Впрочем, это странное выражение лица, напоминавшее посмертную маску какого-то великого злодея, почти мгновенно пропало, и Марат Хаджибекович вновь увидел перед собой знакомое лицо своего старинного приятеля и коллеги Владимира Дружинина – располагающее, простодушное, будто специально созданное для того, чтобы охмурять богатых пациенток и поочередно подставлять то левую, то правую щеку под восторженные поцелуи млеющих от близости к светилу пластической хирургии медсестер. Владимир Яковлевич взял бутылку и наполнил рюмки. Когда он наливал себе, горлышко бутылки выбило о край рюмки предательскую дробь, и Дружинин немного виновато улыбнулся Марату Хаджибековичу, как будто эта улыбка могла объяснить его странное поведение.

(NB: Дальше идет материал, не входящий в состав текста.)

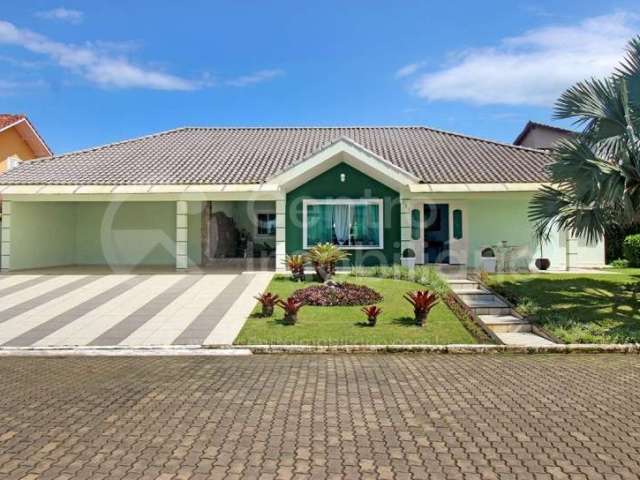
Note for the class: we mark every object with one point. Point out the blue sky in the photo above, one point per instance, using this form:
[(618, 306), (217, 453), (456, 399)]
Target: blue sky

– А знаешь, старик, – сказал он, – если твоя свояченица – своя твояченица, понял? – не врет, то ты прав: дела действительно поганые, жди вызова в прокуратуру, а может, и нового обыска. Как ни крути, а эти подонки почти месяц обитали у тебя на даче. С чего вдруг? Сам посуди: люди готовят серьезное дело, должны, по идее, учитывать любую случайность, просчитывать все на двадцать ходов вперед, но при этом почему-то селятся на первой попавшейся даче... Это же огромный риск! Мало того, что хозяева могут нагрянуть в любую минуту; существуют ведь еще соседи, участковый, наконец... Вот представь: сидят они на твоей даче, и вдруг – здравствуйте, пожалуйста! – участковый! Вы, говорит, чего тут делаете? По какому такому праву занимаете чужое помещение? Ну, они ему натурально: так, мол, и так, приятель ключи дал, вот мы тут и оттягиваемся чисто мужской компанией... А как приятеля зовут? А хрен его знает! Смекаешь, Маратик, к чему я клоню?
Мансуров взял со стола свою рюмку и выплеснул ее содержимое в рот, как будто это была касторка, а не страшно дорогой коньяк.